Interview Cheatsheet

When does fault tolerance come up in an interview?

It comes up the moment you add any dependency — a database, a downstream service, a third-party API. The interviewer will ask "what happens when X fails?" — this cheatsheet is your answer.

The One-Line Answer#

"I design for failure as the default, not the exception — timeouts on every call, retries with backoff, circuit breakers for sustained failures, bulkheads to contain blast radius, and graceful degradation so users always get something useful."
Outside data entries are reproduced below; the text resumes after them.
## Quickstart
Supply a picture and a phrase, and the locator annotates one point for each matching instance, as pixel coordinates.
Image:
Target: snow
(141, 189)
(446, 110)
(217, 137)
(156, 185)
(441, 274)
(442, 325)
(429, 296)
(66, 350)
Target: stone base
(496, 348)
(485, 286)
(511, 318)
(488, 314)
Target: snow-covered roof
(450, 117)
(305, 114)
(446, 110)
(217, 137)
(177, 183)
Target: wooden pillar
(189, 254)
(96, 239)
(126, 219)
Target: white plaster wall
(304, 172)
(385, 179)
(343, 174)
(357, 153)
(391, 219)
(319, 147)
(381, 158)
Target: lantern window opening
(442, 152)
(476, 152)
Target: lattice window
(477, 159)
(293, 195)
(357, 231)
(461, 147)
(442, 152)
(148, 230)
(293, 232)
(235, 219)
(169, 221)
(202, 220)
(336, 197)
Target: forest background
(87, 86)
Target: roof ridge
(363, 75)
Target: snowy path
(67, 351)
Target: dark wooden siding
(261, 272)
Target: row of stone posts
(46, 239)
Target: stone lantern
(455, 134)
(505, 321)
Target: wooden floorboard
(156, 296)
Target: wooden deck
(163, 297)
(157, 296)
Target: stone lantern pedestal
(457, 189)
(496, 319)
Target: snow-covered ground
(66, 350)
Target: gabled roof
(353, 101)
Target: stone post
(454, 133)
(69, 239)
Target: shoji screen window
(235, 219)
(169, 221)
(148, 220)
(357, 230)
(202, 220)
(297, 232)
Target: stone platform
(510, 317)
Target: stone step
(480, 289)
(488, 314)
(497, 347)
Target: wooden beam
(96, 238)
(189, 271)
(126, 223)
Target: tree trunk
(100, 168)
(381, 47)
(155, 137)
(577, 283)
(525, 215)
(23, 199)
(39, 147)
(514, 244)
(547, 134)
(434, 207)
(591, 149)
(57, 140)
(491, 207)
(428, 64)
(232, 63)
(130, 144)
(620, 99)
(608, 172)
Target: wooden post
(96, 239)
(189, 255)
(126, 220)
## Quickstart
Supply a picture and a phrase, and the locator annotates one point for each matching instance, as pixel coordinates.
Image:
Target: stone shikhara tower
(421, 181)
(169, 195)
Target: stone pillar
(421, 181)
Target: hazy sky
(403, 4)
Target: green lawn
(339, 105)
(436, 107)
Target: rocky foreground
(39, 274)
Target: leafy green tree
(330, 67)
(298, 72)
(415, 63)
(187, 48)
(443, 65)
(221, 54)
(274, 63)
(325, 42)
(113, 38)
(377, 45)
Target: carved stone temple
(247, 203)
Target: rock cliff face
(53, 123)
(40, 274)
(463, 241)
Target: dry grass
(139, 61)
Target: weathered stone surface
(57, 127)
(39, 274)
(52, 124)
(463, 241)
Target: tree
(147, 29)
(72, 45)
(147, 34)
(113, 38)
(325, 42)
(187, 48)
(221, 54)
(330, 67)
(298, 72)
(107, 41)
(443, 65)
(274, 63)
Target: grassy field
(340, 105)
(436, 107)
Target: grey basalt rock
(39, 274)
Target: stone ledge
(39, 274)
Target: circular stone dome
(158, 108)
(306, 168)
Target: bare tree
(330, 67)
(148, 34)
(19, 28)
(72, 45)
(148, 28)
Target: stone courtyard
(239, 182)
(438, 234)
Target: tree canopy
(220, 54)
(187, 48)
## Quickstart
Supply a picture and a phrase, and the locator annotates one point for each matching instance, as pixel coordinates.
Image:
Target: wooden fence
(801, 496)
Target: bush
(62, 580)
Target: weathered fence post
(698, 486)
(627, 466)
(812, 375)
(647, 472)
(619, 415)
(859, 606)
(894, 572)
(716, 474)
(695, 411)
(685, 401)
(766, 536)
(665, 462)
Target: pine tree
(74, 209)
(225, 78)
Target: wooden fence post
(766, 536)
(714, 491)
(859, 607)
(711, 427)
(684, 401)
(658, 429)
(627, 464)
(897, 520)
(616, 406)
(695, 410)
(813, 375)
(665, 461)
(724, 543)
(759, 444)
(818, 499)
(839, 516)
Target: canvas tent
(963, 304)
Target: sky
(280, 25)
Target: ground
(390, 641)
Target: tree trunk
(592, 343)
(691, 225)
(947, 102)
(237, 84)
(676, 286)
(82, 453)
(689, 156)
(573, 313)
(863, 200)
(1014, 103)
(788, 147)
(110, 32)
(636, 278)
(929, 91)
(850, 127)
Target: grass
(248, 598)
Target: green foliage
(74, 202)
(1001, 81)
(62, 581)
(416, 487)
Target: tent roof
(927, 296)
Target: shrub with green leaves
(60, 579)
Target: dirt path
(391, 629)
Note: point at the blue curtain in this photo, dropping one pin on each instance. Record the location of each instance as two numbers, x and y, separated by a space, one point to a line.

Moment 1 — "What happens when Service X fails?"#

Walk through the full failure handling chain:

"If Payment service fails — first, timeouts ensure we don't wait forever, freeing threads quickly. Retries with exponential backoff handle transient failures. If failures are sustained, the circuit breaker opens — requests fail immediately instead of waiting, no resource waste. The bulkhead ensures Payment's failure doesn't starve Recommendations or Notifications. And graceful degradation means the user sees a clear error on payment while the rest of the app works normally."

Moment 2 — "What are the different ways a service can fail?"#

The three failure modes:

Type	Description	Detection	Fix
Crash	Service dies, unreachable	Health check, heartbeat	Redundancy + failover
Slow	Alive but too slow	Timeout	Timeout → retry → circuit breaker
Byzantine	Running but wrong answers	Data validation, anomaly detection	Checksums, monitoring, alerts

Moment 3 — "How do you prevent cascading failures?"#

Two tools — always mention both:

Bulkhead: "Each downstream service gets its own thread pool — Payment's slowness exhausts its own 20 threads, not the shared pool. Recommendations and Notifications are completely unaffected."

Circuit Breaker: "After N consecutive failures, the circuit opens — no more requests to the broken service. Fail immediately, free threads instantly, check recovery every 30 seconds."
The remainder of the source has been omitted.